1 (edited by cuteseal 2005-03-22 10:23)

Topic: Related Topics

I created a related topics mod for punbb 1.1.4...

http://www.shuttertalk.com/forums/

Click on any topic, and down the bottom of the page, it'll display some related topics.

http://www.shuttertalk.com/forums/images/upload/related.gif

I know most people would probably be on 1.2.x by now, so I won't bother posting the mod until I port my board to 1.2.x.  However, if anyone is interested in having a look at the code, send me an email. big_smile

Digital photography news, reviews, discussions and more!
http://www.shuttertalk.com

The online bible for all
http://www.publicbible.com

Re: Related Topics

Cool. Might I ask how it works? I mean, how do you determine what topics are related?

"Programming is like sex: one mistake and you have to support it for the rest of your life."

Re: Related Topics

Hey Rickard,

Sure thing.  I was going to reuse your search algorithm, but decided for a quick and dirty solution instead.

I use the mysql MATCH ... AGAINST... function, which does a fulltext search.  I concatenate the subject and about the first 10 words of the message and use that as the search string.

To do fulltext searching I also had to add two fulltext indexes to the topic subject and post message fields.  Supposedly, there's a pretty hefty performance hit, but oh well, it's there to be used, right? big_smile

I can send you the code if you want...

Digital photography news, reviews, discussions and more!
http://www.shuttertalk.com

The online bible for all
http://www.publicbible.com

Re: Related Topics

Ah, OK. You don't have to send it. I was just curious smile

"Programming is like sex: one mistake and you have to support it for the rest of your life."

Re: Related Topics

No worries! big_smile

Digital photography news, reviews, discussions and more!
http://www.shuttertalk.com

The online bible for all
http://www.publicbible.com

Re: Related Topics

I know you stated that its for 1.1.4, but will you have a compatable version for 1.2.x ?

Re: Related Topics

looks like it big_smile

I know most people would probably be on 1.2.x by now, so I won't bother posting the mod until I port my board to 1.2.x.

Re: Related Topics

I've been thinking a bit on the related topic algorithm.  At the moment, I just get the subject and the first 10 words from the message body, and use those as keywords for searching for related posts.

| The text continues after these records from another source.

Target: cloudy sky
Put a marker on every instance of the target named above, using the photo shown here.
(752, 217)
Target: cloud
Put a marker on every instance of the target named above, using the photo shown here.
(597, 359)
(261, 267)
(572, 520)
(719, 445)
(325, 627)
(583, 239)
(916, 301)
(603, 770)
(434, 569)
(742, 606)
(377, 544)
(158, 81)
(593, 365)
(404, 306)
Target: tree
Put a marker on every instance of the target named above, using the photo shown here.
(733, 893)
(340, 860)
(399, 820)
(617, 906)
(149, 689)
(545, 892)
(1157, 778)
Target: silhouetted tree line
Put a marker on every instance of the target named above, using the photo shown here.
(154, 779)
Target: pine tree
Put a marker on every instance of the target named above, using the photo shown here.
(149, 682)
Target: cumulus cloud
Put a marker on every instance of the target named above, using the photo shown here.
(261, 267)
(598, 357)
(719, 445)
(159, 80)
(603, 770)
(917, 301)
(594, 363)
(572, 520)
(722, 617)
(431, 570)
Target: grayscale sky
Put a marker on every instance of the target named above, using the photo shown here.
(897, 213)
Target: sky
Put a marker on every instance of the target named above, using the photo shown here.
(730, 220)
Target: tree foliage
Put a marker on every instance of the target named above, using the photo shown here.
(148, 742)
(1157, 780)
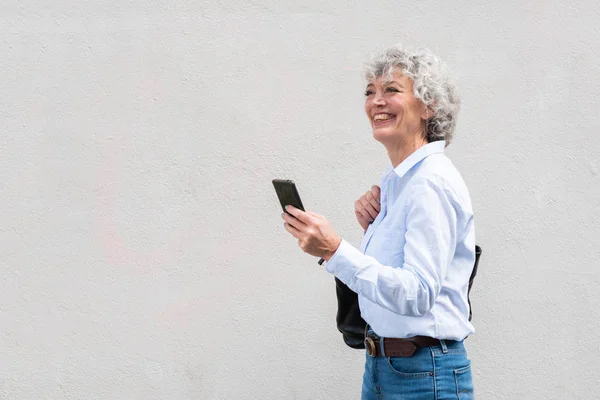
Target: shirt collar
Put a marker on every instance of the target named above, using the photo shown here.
(420, 154)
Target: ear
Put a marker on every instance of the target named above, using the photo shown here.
(427, 111)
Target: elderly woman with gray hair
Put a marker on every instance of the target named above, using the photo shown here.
(412, 270)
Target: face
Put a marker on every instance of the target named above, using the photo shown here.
(393, 110)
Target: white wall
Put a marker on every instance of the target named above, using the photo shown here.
(141, 247)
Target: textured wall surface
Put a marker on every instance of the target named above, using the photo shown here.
(141, 247)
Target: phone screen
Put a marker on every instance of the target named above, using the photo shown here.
(287, 193)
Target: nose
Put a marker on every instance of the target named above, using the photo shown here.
(378, 99)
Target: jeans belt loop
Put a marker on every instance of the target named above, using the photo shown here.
(382, 347)
(444, 346)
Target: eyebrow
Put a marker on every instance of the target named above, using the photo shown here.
(387, 83)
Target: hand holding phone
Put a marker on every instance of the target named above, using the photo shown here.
(288, 195)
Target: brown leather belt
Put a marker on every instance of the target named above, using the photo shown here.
(394, 347)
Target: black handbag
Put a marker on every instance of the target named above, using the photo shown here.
(348, 319)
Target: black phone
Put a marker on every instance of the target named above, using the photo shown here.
(287, 193)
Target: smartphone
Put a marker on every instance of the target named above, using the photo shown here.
(287, 193)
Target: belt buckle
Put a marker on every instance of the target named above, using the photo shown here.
(408, 348)
(370, 346)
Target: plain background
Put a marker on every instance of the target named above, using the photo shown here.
(141, 245)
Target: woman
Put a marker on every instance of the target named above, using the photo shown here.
(412, 269)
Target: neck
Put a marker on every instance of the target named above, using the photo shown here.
(400, 151)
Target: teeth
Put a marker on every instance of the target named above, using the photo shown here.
(381, 117)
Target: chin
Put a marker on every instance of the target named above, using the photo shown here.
(383, 136)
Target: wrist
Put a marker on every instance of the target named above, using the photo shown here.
(332, 251)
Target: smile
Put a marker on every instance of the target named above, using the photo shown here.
(382, 117)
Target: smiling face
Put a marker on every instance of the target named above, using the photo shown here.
(396, 115)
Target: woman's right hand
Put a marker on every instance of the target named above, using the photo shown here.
(367, 207)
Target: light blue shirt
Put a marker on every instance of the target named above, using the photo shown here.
(413, 267)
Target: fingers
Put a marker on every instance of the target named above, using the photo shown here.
(293, 221)
(376, 193)
(374, 202)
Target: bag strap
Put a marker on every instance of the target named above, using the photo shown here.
(477, 255)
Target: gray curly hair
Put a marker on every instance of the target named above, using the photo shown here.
(432, 81)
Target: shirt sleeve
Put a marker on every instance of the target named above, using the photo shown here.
(430, 243)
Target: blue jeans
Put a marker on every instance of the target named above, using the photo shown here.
(436, 373)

Can anyone suggest a smarter algorithm?  I guess it would be something like:
1.  Get a list of all words in post
2.  Filter out stopwords, non-alphabetic characters, and words less than 4 characters
3.  Get 5/10/20? highest occurring words
4.  Do search with those words as keywords

An extension would also be to get all words in all posts in that thread, not just the first post.

Hm.. alternatively, I'm wondering whether the mysql match function can be passed the entire content of the post -- let it figure out which are the important words.  That's the function of a fulltext search, right?

Any thoughts, people?

Digital photography news, reviews, discussions and more!
http://www.shuttertalk.com

The online bible for all
http://www.publicbible.com

Re: Related Topics

It may be great to not only generate a list of single words, but also a list of phrases of two- and three-words, of course after first filtering "common" words such as prepositions, numbers, symbols, pronouns, and such. An additional thing you could do is weigh each keyword (be it a single word or a phrase), based on some algorithm, for example:

w_ik = (-log(N_k/N))(f_k)(w_f)

(Y. Bao, S. Aoyama, X. Du, 2002)

where w_ik is the weight of keyword k in post i, N_k is the number of posts containing the keyword k, N is the number of posts in total, f_k is the frequency of keyword k in post i, and w_f denotes the importance of a keyword (perhaps two-word phrases are more important than single-word keywords).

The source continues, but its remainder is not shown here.